Aqui entramos em outro planeta, o tal mundo melhor que já nos foi anunciado em tantas publicidades de condomínio de Alphaville (cidade “premium” que, ironicamente, fica no caminho de São Paulo para Itu). Aqui, o ambiente respira “seleção”. Menos gente circulando, mais opções de comida (mexicano, temaki de salmão, aqui um caso de comida mais saudável e eco-correta, mas para poucos), a chance de disputar espaço no balcão com algum artista do festival.
Se vamos falar em nova mentalidade, em consertar os velhos vícios do mundo, o SWU perdeu uma grande chance de mostrar coerência entre teoria e prática ao ser mais um evento endossando a tradição Casa Grande & Senzala da nossa terra querida, contaminada por essa doença anti-social que faz todo mundo querer ser VIP (ou levar vantagem, como queira) em tudo na vida.
O mundo sustentável será, seguramente, um mundo menos desigual, mais coletivo, mais solidário, mais humanitário. O mundo da cabeça antiga tem a ver com segregação, individualismo, lucro acima de tudo e consumismo.
Com água a R$ 4, refris a R$ 6, cheese-burguers toscos a R$ 12, pista premium, área premium, camping premium, a gritante divisão ente dois mundos, qual é mesmo o mundo que o SWU está defendendo?
Para completar, soam mesquinhas e gananciosas uma série de restrições impostas ao público: fichas de um dia não valem para outro; não pode entrar com água ou comida no festival trazida de fora; não havia bebedouros ou qualquer fonte de água gratuita etc etc.
QUEENS E PIXIES: AÍ SIM
Tivemos a sorte de assistir ao que, muitos dizem, foram os dois melhores shows do festival. Primeiro, o tijolo sonoro do Queens of the Stone Age. Os caras se mostraram exímios artesãos do timbre roqueiro, conseguindo reciclar (a-ha!) o som da tríade guitarra-baixo-bateria (com cobertura de teclados) de inúmeras maneiras.
O Pixies ofereceu o contra-ponto menos técnico e organizado, mas igualmente arrebatador para quem há muito esperava um show da banda. Fazendo um greatest hits, o blasé encapuzado do vocalista Frank Black era compensado pela radiante baixista Kim Deal, que parece sempre estar se divertindo muito com seu trabalho, pontuado por sorridentes “obrigados”. Fãs cantavam junto as músicas, pulando realizados.
ECO-LEVIANDADE
Um dos grandes desafios do movimento ambiental é convencer a população a trazer hábitos mais eco-conscientes para o dia a dia, de maneira realista e sem parecer chato.
O SWU manobrou demais para o outro lado: fez sustentabilidade parecer brincadeira, superficial e leviana, curtição de fim de semana.
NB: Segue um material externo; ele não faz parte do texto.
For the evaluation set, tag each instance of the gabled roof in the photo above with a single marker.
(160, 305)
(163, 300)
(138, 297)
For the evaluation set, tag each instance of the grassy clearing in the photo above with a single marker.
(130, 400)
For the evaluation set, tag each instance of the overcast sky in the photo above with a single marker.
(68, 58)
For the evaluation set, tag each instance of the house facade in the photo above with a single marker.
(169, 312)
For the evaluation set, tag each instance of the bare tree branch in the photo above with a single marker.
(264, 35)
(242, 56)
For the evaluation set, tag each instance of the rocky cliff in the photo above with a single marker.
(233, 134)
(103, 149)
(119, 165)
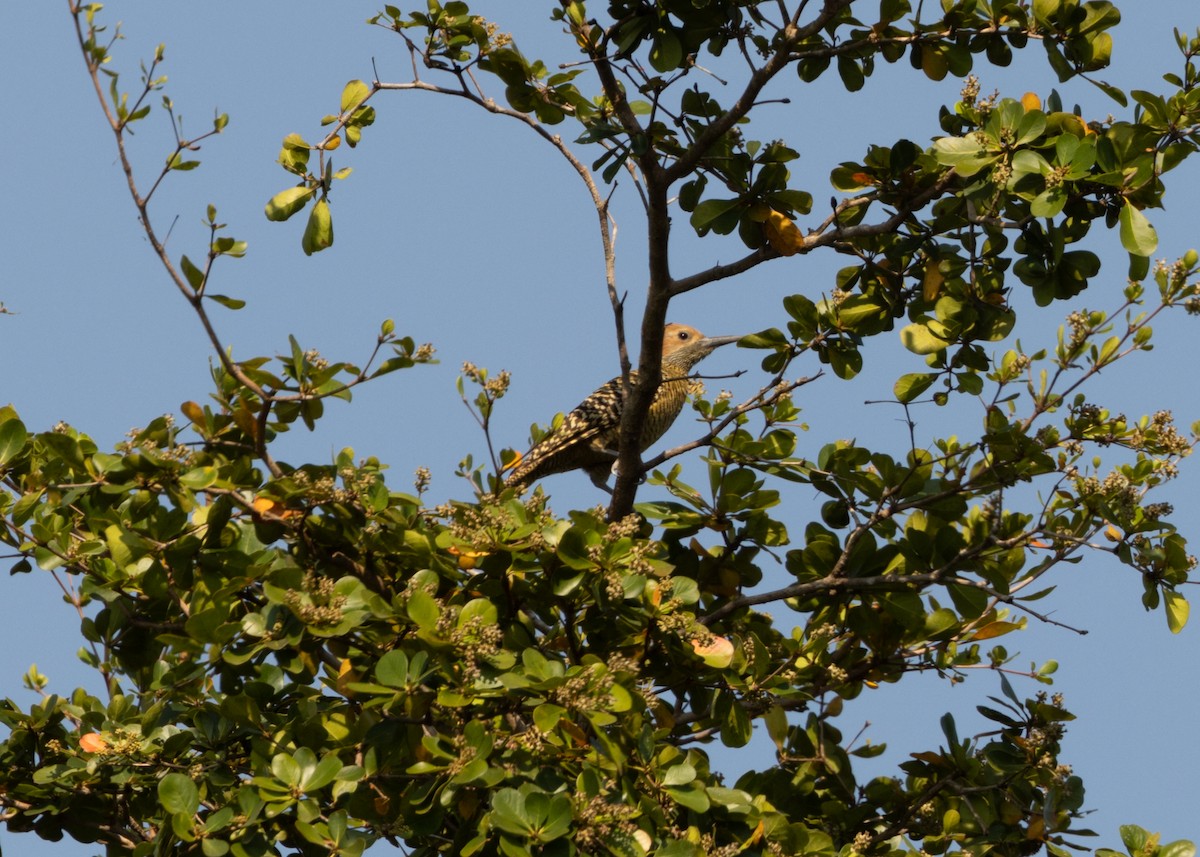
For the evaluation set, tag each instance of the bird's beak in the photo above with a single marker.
(718, 341)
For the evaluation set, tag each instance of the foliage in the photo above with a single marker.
(306, 660)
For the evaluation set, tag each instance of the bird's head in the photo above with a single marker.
(688, 346)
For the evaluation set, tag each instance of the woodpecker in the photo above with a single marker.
(588, 437)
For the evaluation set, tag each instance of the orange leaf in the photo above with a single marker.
(783, 234)
(995, 629)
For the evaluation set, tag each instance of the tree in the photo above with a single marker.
(306, 659)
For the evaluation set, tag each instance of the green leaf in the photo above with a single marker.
(193, 274)
(666, 53)
(354, 94)
(919, 340)
(393, 669)
(12, 439)
(286, 203)
(1138, 237)
(911, 385)
(178, 795)
(318, 234)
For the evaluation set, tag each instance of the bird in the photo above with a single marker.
(588, 436)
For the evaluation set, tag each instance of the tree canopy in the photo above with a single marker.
(307, 659)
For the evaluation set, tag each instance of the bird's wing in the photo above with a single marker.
(591, 419)
(586, 425)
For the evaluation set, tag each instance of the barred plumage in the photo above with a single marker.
(587, 438)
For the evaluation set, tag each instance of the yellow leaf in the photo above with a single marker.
(783, 234)
(718, 653)
(346, 675)
(93, 742)
(931, 285)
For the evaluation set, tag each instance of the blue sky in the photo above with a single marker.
(473, 234)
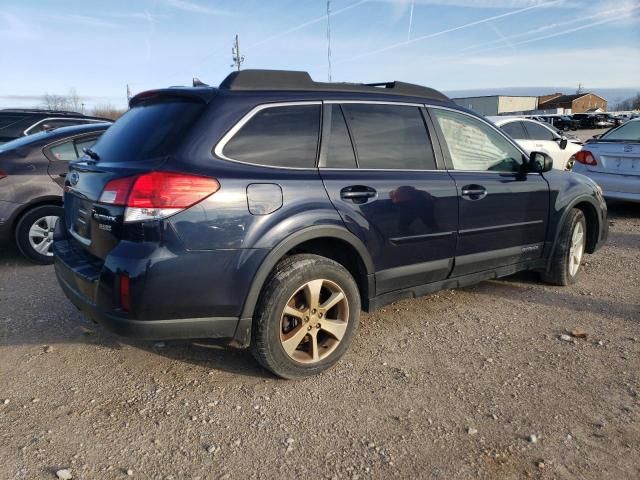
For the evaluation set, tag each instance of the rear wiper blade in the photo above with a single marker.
(91, 153)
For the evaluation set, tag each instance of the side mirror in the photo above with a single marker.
(563, 142)
(540, 162)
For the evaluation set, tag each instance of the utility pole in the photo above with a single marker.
(329, 39)
(235, 52)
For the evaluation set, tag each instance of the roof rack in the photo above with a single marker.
(302, 81)
(40, 110)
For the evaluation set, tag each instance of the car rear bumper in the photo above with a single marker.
(614, 186)
(75, 285)
(170, 297)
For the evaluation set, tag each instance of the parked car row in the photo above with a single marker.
(612, 160)
(532, 135)
(20, 122)
(32, 172)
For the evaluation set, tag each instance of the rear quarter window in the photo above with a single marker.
(149, 130)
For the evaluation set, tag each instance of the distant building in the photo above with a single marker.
(578, 103)
(492, 105)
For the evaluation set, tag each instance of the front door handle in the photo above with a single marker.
(358, 193)
(474, 192)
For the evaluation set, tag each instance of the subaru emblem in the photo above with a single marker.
(74, 178)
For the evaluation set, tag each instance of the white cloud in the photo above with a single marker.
(13, 27)
(193, 7)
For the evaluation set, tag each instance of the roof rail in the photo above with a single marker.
(294, 80)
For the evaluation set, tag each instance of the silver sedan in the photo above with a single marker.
(613, 162)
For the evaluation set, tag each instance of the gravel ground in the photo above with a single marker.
(472, 383)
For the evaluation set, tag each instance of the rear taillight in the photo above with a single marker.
(585, 157)
(157, 195)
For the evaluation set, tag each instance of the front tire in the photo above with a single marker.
(565, 264)
(306, 317)
(34, 233)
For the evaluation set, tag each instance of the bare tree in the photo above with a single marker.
(107, 110)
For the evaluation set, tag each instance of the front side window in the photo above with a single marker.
(515, 130)
(474, 145)
(538, 132)
(285, 136)
(389, 137)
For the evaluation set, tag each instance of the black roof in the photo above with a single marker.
(273, 80)
(286, 80)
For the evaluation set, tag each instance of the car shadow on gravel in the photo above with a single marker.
(519, 286)
(212, 355)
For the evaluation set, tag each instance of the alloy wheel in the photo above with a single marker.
(41, 234)
(314, 321)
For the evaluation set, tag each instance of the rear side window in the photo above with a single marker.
(389, 137)
(339, 148)
(285, 136)
(149, 130)
(515, 130)
(538, 132)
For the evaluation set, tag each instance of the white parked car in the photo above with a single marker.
(612, 160)
(536, 136)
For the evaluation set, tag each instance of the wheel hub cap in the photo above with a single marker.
(41, 234)
(314, 321)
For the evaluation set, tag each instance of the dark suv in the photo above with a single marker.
(20, 122)
(32, 171)
(272, 209)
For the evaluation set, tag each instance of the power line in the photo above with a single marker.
(235, 52)
(329, 38)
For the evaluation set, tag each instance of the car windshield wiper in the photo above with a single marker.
(91, 153)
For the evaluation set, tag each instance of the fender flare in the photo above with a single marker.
(563, 217)
(243, 331)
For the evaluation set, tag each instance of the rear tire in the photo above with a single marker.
(34, 233)
(306, 317)
(565, 264)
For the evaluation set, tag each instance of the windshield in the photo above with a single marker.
(149, 130)
(630, 131)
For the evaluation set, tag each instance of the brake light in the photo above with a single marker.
(585, 157)
(157, 195)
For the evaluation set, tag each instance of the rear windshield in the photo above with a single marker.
(149, 130)
(629, 131)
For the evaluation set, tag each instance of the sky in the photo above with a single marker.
(98, 47)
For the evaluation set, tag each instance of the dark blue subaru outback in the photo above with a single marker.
(272, 209)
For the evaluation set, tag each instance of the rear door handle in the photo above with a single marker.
(357, 193)
(474, 192)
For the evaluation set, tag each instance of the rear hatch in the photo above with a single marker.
(140, 142)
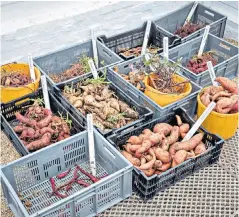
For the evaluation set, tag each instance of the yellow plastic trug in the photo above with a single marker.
(225, 125)
(164, 99)
(10, 93)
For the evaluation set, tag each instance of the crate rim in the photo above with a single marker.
(216, 66)
(186, 5)
(160, 107)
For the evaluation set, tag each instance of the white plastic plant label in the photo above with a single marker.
(199, 121)
(191, 12)
(204, 39)
(45, 92)
(95, 54)
(212, 73)
(146, 37)
(31, 67)
(165, 47)
(93, 69)
(91, 144)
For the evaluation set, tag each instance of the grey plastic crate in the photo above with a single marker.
(226, 53)
(189, 103)
(31, 174)
(60, 60)
(135, 38)
(202, 14)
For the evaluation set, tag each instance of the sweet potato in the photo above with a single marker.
(224, 105)
(41, 143)
(146, 144)
(127, 148)
(165, 167)
(221, 94)
(130, 158)
(19, 128)
(162, 155)
(179, 157)
(149, 165)
(149, 172)
(200, 148)
(46, 129)
(157, 164)
(205, 99)
(135, 140)
(25, 120)
(170, 139)
(163, 128)
(134, 148)
(228, 84)
(44, 122)
(190, 144)
(156, 138)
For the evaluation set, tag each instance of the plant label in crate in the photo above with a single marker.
(45, 92)
(95, 54)
(91, 144)
(31, 67)
(199, 121)
(93, 69)
(146, 37)
(147, 58)
(191, 13)
(203, 42)
(212, 73)
(165, 47)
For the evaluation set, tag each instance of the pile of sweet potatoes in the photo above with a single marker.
(156, 151)
(38, 127)
(187, 29)
(199, 64)
(226, 96)
(14, 79)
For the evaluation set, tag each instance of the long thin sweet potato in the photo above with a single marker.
(171, 139)
(228, 84)
(162, 155)
(38, 144)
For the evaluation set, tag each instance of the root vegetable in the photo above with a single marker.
(162, 155)
(179, 120)
(135, 140)
(170, 139)
(190, 144)
(149, 165)
(221, 94)
(134, 148)
(25, 120)
(148, 172)
(228, 84)
(165, 167)
(46, 130)
(130, 158)
(156, 138)
(205, 99)
(163, 128)
(45, 122)
(41, 143)
(179, 157)
(158, 164)
(200, 148)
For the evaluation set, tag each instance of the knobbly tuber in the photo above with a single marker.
(147, 151)
(38, 127)
(225, 96)
(94, 96)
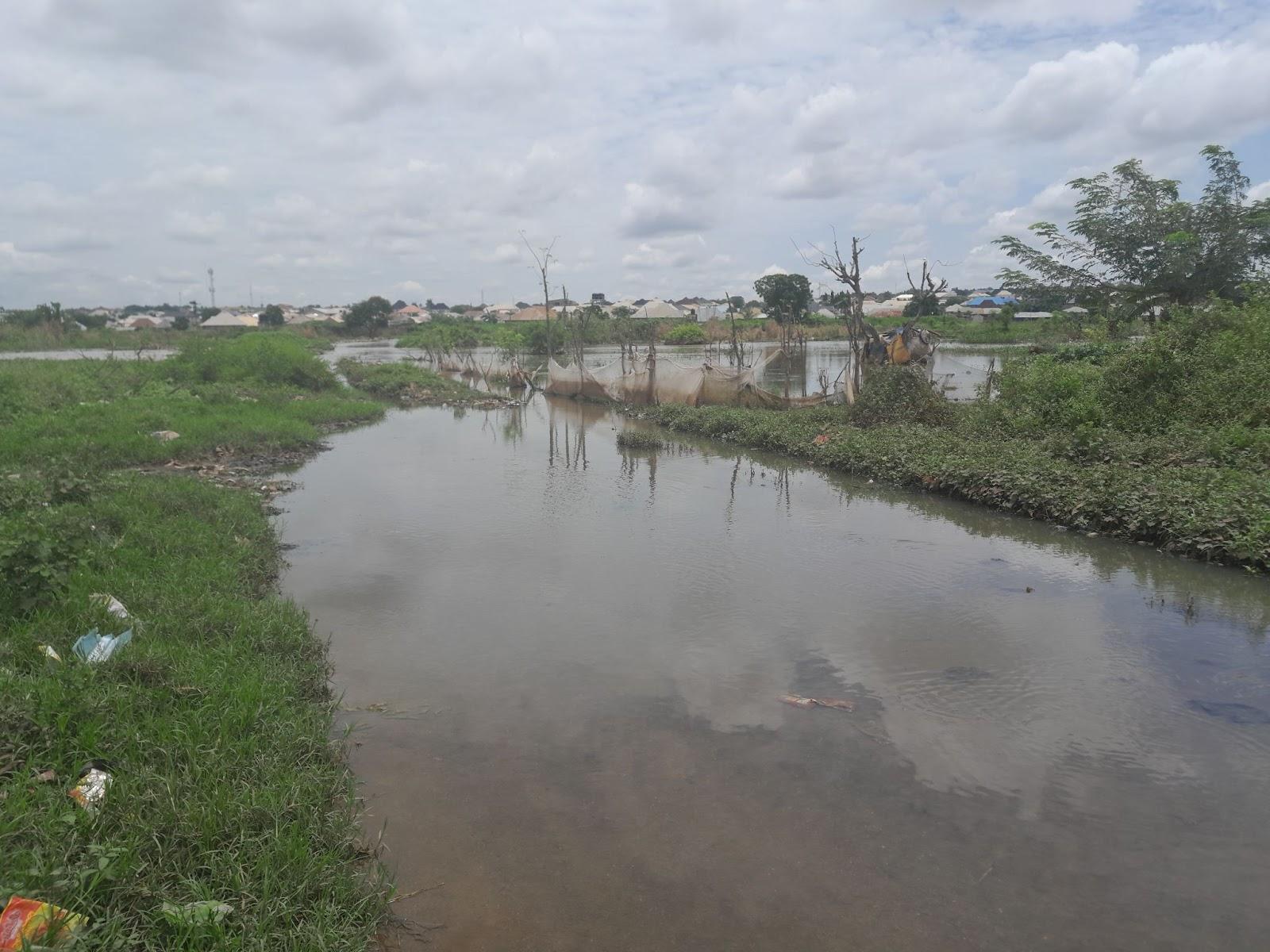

Todo mundo vai lembrar daquele incrível labirinto de lixo compactado, mas quantos começarão a separar o lixo no dia seguinte em casa?
Apesar da tecla ter sido o tempo todo “começa com você”, ajudaria muito se o exemplo viesse de cima.
Texto escrito em co-autoria com Juliana Ferreira, minha mulher e publicitária com mais de 10 anos de mercado.